The random sequence does not keep track. Why should a human have to keep track?
mnb96 said:
This is probably a good point. Perhaps the test I proposed to check whether the string is produced by a biased coin flip experiment is not good (besides I have probably made a mistake in deriving the final formula). I have just noticed that some users were previously working on interesting ideas to achieve the same task. Maybe they will come up with a better solution than mine.
We had simple hypothesis testing already: how likely is it to get a larger deviation from 50% than observed?

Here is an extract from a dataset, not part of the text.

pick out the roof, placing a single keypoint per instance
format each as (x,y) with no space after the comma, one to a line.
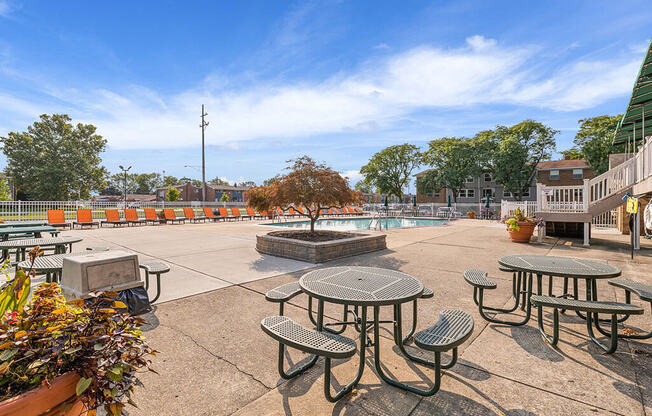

The probability to observe 91 or fewer T or H in 199 trials (like sequence 1) is 0.25, the probability to observe 94 or fewer T or H in 199 trials (like sequence 2) is 0.48. Not really a strong preference for one sequence here.

mnb96 said:
I think this statement, in its current form, is incorrect, but I probably understand what you meant in the context: if we have a string z1...zN we can already say something about the pair (zN, zN+1). On the other hand, I think we cannot say anything about (zN+1, zN+2)
Well, we know 8 out of 16 things the pair cannot be.
mnb96 said:
we should not consider "all the consecutive pairs" of the string, as I previously said, but rather all the disjoint consecutive pairs.
We can do that, but that discards a lot of information.

Check the previous pages, there was already a lot of analysis in that direction.